Pandas is a powerful library for data manipulation and analysis in Python. It is widely used in a range of fields, including data science, finance, and statistics.

## 001. DataFrame Importing / Exporting

## 001.000 Assets

Some assets to avoid too much typing

| Name        | Age|
|-------------|----|
| Mbappé      | 23 |
| De Bruyne   | 31 |
| Lewandowski | 33 |
| Benzema     | 34 |
| Messi       | 35 |

In [1]:
import sys
from pathlib import Path

current_dir = Path().resolve()
while current_dir != current_dir.parent and current_dir.name != "katas":
    current_dir = current_dir.parent
if current_dir != current_dir.parent:
    sys.path.append(current_dir.as_posix())

In [2]:
import pandas as pd
from lib.utils import fresh_df
from IPython.core.interactiveshell import InteractiveShell

pd.set_option('display.max_rows', None)
InteractiveShell.ast_node_interactivity = "all"
names_as_list = ["Mbappé", "De Bruyne", "Lewandowski", "Benzema", "Messi"]
ages_as_list = [ 23,       31,          33,             34,        35]
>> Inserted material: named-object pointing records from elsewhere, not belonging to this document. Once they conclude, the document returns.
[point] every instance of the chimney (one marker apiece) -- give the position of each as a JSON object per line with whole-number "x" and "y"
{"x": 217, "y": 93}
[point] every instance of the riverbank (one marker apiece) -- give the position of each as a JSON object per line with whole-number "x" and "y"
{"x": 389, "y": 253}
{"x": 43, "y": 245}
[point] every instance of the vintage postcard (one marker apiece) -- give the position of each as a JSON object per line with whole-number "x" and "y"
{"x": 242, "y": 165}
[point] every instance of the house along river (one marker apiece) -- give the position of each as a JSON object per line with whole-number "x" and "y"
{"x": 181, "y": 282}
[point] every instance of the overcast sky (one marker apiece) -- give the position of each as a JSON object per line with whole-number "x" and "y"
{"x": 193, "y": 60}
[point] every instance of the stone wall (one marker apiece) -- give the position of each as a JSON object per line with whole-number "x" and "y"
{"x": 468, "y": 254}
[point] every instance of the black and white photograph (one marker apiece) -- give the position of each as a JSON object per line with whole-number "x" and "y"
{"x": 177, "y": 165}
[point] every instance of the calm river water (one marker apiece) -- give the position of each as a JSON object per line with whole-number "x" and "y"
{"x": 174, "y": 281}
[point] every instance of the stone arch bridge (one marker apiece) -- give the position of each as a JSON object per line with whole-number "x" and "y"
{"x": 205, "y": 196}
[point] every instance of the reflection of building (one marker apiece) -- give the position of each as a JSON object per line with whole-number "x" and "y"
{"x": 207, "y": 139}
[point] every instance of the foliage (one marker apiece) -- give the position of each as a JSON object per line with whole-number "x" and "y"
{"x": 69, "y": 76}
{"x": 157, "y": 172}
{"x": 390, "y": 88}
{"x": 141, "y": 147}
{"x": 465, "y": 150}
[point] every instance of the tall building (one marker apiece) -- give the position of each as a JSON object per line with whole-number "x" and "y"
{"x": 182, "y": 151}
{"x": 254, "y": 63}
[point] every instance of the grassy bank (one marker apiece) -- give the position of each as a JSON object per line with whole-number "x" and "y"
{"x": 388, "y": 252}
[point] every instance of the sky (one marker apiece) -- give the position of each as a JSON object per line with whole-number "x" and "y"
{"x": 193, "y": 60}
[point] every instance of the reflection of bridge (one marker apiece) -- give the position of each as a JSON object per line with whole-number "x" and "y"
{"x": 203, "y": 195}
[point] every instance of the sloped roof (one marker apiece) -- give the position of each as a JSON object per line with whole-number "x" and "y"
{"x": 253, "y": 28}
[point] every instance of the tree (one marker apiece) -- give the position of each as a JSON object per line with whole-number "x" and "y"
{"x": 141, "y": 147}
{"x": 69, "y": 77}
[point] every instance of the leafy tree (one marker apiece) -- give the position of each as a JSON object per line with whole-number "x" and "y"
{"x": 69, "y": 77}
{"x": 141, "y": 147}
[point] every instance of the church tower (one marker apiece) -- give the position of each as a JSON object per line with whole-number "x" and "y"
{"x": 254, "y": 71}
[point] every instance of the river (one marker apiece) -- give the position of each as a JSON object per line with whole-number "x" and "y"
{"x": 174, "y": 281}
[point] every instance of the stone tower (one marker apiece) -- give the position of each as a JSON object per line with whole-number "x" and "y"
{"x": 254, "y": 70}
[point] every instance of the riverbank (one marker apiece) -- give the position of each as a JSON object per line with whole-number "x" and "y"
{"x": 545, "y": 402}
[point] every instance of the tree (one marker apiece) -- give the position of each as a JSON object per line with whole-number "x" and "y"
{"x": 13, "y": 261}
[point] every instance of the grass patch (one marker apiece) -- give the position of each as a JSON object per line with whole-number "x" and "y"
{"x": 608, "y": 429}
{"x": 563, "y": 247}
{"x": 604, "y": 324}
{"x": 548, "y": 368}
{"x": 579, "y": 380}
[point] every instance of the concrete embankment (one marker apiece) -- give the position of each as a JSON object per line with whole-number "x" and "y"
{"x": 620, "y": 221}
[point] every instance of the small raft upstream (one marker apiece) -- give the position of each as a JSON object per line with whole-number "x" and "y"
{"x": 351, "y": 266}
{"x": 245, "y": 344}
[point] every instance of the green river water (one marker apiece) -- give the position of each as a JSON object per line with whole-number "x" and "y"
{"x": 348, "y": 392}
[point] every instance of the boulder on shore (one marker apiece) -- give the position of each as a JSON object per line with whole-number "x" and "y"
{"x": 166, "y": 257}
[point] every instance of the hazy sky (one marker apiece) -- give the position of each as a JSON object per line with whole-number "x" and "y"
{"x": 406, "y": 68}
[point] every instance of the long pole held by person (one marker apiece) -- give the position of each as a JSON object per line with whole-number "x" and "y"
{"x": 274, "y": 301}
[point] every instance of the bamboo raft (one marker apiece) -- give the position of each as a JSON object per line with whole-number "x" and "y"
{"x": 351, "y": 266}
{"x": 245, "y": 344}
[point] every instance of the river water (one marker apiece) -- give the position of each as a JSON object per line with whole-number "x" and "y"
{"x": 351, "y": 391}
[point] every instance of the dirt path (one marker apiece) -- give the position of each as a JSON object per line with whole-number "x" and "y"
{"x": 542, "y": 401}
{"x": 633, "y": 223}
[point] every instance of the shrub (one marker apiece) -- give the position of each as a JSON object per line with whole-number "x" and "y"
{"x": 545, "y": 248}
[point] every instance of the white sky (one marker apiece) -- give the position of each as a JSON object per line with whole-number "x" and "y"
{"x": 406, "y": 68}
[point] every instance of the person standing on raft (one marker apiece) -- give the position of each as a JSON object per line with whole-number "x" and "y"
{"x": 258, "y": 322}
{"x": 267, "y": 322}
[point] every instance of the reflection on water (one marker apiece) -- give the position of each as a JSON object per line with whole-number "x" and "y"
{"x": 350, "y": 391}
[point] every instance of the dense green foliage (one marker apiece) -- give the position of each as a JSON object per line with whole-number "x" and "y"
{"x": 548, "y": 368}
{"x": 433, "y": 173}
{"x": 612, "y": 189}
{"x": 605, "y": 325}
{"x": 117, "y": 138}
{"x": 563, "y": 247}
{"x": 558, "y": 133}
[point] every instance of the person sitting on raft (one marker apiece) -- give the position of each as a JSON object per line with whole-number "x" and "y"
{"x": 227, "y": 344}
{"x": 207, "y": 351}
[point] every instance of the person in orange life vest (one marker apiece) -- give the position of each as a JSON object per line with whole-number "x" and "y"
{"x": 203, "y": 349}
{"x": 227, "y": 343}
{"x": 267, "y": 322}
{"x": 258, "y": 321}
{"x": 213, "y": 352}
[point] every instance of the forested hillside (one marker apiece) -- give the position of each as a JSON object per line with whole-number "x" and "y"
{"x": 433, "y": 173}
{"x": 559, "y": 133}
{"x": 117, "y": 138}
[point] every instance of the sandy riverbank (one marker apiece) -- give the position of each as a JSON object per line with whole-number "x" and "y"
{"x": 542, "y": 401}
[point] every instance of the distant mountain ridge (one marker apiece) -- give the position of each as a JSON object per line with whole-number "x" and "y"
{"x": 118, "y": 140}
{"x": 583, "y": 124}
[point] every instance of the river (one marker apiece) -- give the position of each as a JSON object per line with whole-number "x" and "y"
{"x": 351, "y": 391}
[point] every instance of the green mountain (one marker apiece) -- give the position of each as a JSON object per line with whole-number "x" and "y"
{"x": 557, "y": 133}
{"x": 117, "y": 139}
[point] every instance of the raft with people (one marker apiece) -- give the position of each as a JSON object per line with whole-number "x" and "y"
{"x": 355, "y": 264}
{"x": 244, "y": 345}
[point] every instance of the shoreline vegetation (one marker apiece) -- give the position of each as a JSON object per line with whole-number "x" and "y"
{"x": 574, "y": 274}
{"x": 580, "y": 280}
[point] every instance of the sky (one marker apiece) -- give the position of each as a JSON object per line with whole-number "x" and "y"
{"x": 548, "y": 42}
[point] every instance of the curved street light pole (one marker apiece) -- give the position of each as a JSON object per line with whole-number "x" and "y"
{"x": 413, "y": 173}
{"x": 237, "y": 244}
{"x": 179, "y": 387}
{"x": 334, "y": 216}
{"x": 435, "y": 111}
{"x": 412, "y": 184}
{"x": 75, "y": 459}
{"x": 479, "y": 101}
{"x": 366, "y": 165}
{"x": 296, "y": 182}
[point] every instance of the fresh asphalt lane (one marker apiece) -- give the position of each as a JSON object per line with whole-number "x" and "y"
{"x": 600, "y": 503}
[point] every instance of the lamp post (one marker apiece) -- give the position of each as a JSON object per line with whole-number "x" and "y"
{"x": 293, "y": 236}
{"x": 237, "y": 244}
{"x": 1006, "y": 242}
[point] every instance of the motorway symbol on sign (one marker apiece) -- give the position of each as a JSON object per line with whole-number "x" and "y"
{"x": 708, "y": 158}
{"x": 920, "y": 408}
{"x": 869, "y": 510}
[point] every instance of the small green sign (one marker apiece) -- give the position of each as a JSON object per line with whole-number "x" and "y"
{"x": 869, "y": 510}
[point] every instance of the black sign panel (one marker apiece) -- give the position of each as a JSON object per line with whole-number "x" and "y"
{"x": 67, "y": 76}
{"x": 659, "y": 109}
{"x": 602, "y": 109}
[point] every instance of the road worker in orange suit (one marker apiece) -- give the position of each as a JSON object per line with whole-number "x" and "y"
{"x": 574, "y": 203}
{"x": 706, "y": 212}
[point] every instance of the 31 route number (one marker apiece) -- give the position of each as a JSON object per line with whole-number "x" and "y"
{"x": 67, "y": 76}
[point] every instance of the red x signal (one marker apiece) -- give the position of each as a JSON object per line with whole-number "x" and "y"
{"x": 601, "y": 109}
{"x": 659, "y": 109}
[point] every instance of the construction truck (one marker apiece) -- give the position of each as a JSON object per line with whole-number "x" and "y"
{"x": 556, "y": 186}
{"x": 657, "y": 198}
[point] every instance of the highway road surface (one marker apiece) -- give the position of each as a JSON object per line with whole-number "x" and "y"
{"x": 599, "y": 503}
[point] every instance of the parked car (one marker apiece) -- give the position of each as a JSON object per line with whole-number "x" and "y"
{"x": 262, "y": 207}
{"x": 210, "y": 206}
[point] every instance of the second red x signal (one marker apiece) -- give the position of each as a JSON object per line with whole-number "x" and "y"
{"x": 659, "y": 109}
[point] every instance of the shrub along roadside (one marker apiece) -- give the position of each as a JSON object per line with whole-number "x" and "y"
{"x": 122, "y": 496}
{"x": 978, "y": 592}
### 001.001 Dictionary of arrays

1. Replicate this data as a dataframe with a dictionary of arrays, using a constructor, and print it
1. Do the same, but using from_dict
1. Extract the dict out of the df again with to_dict


In [3]:
# solution


### 001.002 List of dictionaries

1. Create a list where every entry is a dict with keys "Name" and "Age", and print it
1. Do the same, but using from_records
1. Extract the list out of the df again with to_dict (not to_records). Note that you can actually get a list and not a dict, with the right parameters...


In [4]:
# solution


### 001.003 2D Numpy array

1. Import numpy
1. Create a Nump 2D array with the same data as before, but with an extra column for "Last Updated" with a pd.Timestamp
1. Print the numpy array
2. Import as a pandas DataFrame
1. Update the Last Updated column to the current timestamp
3. Make sure the colum names are still "Name", "Age", "Last Updated"
1. Export to a Nump 2D array
1. convert to a NumPy and print it, proving the timestamp is different


In [5]:
# solution


### 001.004 Pandas Series

1. Replicate 001.003 but create two pandas series from the two lists, and then concatenate them
1. Make sure the colum names are still "Name" and "Age"

In [6]:
# solution


### 001.005 SQL (sqlite)

1. Create a DataFrame by reading from table 'players' in SQLite DB "001.005.sqlite" with the built-in SQLite module. Note that the index column is called 'id'
1. Show it with df.head()
1. Change the Last Updated column to the current timestamp in the DataFrame
1. Write the updated DataFrame data to the database. Make sure you tell the function to use the 'id' column for indices
1. Load the data again in a new DataFrame
1. Show it with df.head(), and confirm it's different from the previous one.
1. Also confirm there are no extra index columns



In [7]:
# solution


### 001.006 SQL (sqlalchemy)

1. Replicate 001.005 but use sqlalchemy to connect to the DB

(Note: you will probably get warnings, but you can ignore them)

In [8]:
# solution


### 001.007 TSV file

1. Replicate 001.005 but with the TSV file "[001.007.tsv](001.007.tsv)". Save that file location to a variable
1. TSV is a CSV but with "\t" as seprator
1. Bear in mind the same issues as 001.004 for index columns

In [9]:
data_file = "001.007.tsv"
# solution


### 001.008 JSON file

1. Replicate 001.005 but with the JSON file "[001.008.json](001.008.json)". Save that file location to a variable
1. Make sure non ASCII characters are readable

In [10]:
data_file = "001.008.json"
# solution


### 001.009 From a table in an HTML page

1. Replicate 001.005 but with the HTML file "[001.009.html](001.009.html)". Use beautifulsoup4 flavor
1. Make sure there is only a single header row, ids are shown, and the ID column is called 'ID'

In [11]:
data_file = "001.009.html"
# solution